Heavy on Social Issues
But it didn't take long for the numbers to start dropping. There were several reasons for the plunge. Initially, it was merely a correction following the bubble of support created by the March 2011 nuclear disaster at Fukushima. But the party appeared to genuinely believe that it could become a third, broad-based party with mass appeal on the model of the CDU or SPD -- a so-called Volkspartei.
To that end, it assembled a campaign platform heavy on social issues to go along with a pledge to raise taxes instead of focusing on its traditional areas of environmental issues, Europe, education and gender equality. An ill-advised proposal to introduce one vegetarian day a week in German cafeterias didn't help. Pollsters have identified the tax plans as one of the primary reasons for the party's poor showing on Sunday.

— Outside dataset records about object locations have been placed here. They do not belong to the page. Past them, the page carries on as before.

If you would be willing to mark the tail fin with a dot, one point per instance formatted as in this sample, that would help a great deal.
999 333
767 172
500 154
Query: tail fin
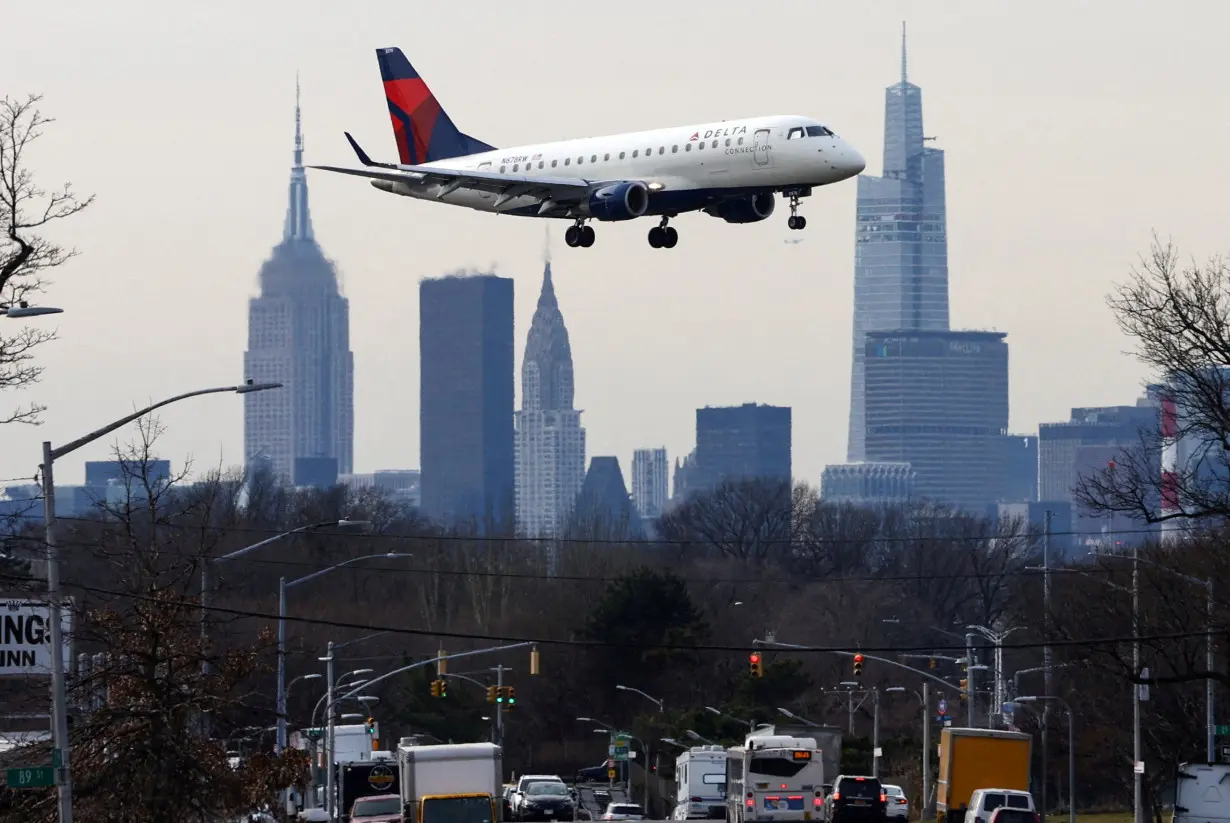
423 131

Many critics both within the party and elsewhere say the Greens came off as know-it-alls in the campaign. "We have developed the image of a schoolmarm party, which we never wanted," Green Party member Robert Habeck, who is energy minister for the state of Schleswig Holstein, told SPIEGEL. He said the party's campaign platform read as if it sought to "morally enlighten humanity," adding that the party "had lost its last shred of magic."
There was, though, more to the Green collapse than just its platform and its campaign. Jürgen Trittin has also faced criticism in recent weeks for his involvement in the Green Party's pedophilia scandal. In August, it became known that Trittin provided his tacit approval in the 1980s to the party's call for striking laws banning pedophilia in Germany. Trittin expressed his regret, but the timing of the revelations, even though they related to an event that took place 30 years ago, could not be overcome.
Seehofer referred to the scandal in his interview with SPIEGEL, saying that one of the reasons he couldn't imagine a partnership with the Greens was the "past of Jürgen Trittin and Volker Beck," another member of the party implicated in the pedophilia scandal. "That upset me more than anything has in quite a while," Seehofer said. "For me, a line has been crossed."
The Green Party, meanwhile, appears to be heading for a difficult process of evaluation and reinvention. "We would be wise to question everything and everyone," Habeck told SPIEGEL. "We can't just return to business as usual. We could have made history in this campaign ... We have missed an extraordinary opportunity."